It is the alienation and backwardness among the tribal people that fuels both the RSS and the Naxalite movement here. While the RSS stresses on mangled Hindu pride, the Naxalite movement focusses on the yawning gulf between development projects for the tribal people and the reality of their lives. The Naxalites oppose the Narnaar steel plant, proposed projects like the Ravghat railway line and the Bodhghat irrigation plan because they will destroy forests and uproot villages. They even accuse road-building schemes of being a means to facilitate capitalist extraction and loot the natural resources available to the tribal people. "Not only the electoral process, but the entire establishment is controlled by the exploitative classes. Our country is not a real democracy and the only way to end this oppressive order is a new popular revolution, not the sham of democracy," asserts the Naxalite appeal. In fact, in the Naxalite-dominated Dantewara and Bijapur areas, polling was down to less than 15 per cent this election.

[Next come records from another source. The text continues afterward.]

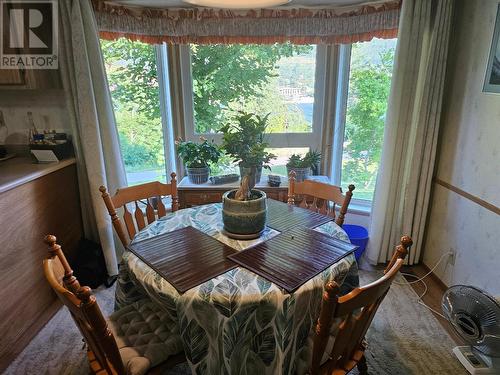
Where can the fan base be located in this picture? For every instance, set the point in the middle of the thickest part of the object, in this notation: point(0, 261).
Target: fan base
point(476, 362)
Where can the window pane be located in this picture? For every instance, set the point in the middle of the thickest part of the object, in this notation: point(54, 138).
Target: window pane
point(278, 165)
point(133, 81)
point(276, 79)
point(369, 86)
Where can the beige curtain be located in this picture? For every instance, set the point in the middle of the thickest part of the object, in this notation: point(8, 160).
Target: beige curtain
point(404, 182)
point(94, 131)
point(349, 23)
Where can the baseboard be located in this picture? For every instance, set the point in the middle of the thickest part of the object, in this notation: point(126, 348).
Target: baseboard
point(8, 355)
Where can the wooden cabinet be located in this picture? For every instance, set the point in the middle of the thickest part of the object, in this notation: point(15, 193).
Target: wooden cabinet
point(46, 204)
point(195, 195)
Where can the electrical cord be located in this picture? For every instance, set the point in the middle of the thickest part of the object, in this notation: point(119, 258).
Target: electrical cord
point(421, 280)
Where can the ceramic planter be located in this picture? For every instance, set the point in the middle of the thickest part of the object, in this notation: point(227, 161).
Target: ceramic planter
point(198, 175)
point(244, 219)
point(301, 174)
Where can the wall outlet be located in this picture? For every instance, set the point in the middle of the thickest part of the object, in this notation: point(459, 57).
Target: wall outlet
point(452, 257)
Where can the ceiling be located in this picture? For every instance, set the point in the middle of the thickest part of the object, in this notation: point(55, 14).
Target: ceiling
point(296, 3)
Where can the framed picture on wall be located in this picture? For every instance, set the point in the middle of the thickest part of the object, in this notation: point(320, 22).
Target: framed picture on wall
point(492, 79)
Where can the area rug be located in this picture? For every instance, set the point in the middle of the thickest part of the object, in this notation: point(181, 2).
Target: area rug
point(404, 339)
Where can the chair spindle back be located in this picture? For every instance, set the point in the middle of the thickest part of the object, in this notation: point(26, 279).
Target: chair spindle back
point(319, 197)
point(133, 199)
point(84, 310)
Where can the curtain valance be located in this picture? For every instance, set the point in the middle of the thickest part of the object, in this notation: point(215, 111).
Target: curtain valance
point(346, 24)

"Bastar used to be a peaceful, serene place. Both the Naxalites and the RSS represent an attack on this socio-cultural fabric of the tribal people'people." stresses Mahendra Karma. Karma has won elections earlier as a Communist Party of India (CPI) candidate and also as an independent, riding the resistance to the proposed changes under the Sixth Schedule of the Constitution, which would curtail the rights of the non-tribal population in the area.

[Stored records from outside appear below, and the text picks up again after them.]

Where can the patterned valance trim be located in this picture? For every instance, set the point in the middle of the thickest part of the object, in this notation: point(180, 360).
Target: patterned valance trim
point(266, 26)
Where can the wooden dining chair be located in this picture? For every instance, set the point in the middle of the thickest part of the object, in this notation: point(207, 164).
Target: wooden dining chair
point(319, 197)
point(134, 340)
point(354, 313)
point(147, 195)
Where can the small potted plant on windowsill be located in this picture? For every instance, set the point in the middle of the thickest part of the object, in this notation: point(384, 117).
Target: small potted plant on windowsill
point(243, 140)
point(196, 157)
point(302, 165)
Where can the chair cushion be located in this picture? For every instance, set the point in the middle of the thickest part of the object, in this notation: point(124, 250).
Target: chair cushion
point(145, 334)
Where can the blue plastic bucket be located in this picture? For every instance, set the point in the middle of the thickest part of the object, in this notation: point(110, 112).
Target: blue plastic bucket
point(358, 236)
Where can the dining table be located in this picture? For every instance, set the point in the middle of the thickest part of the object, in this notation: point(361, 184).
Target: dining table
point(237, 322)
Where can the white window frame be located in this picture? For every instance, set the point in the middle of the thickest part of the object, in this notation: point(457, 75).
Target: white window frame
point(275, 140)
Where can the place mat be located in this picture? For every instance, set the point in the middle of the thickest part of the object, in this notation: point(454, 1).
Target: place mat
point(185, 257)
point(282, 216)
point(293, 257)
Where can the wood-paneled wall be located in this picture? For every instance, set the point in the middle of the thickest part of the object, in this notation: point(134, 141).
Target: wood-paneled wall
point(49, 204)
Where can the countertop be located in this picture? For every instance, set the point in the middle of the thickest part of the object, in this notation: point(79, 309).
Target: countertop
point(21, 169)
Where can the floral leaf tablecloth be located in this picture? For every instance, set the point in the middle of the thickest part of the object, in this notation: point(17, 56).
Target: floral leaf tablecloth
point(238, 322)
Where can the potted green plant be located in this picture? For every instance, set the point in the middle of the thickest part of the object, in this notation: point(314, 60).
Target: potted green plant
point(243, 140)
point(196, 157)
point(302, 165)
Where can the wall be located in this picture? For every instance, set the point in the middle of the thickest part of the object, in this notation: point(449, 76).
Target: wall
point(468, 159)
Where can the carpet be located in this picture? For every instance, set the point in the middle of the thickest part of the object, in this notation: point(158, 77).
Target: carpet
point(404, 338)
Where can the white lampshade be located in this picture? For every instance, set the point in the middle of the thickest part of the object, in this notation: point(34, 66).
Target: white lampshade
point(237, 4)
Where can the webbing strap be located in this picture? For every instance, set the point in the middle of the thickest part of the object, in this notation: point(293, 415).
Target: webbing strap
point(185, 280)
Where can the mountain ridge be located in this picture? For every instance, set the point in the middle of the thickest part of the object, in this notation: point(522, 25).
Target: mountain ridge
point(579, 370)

"Politics in India is a peculiar way of feeling assertive and alive," writes Pratap Bhanu Mehta in The Burden of Democracy, as he explains how democracy is driven by a clamour for recognition when the underlying structures of injustice have yet to be dealt with. Both Congress and BJP leaders like Karma, Nandkumar Sai and Baliram Kashyap have played a central role in Chhattisgarh politics, taking up tribal issues. (In fact, Nandkumar Sai, who contested from Surguja, has been waging a long war against the use of alcohol among tribal people. When told that alcohol was as integral to their lives as salt, he decided to stop eating salt as a demonstration of his belief.) Despite the usual charge that these representatives often become urbanised and forget their causes, it is only this democratic representation that keeps Adivasi issues on the map.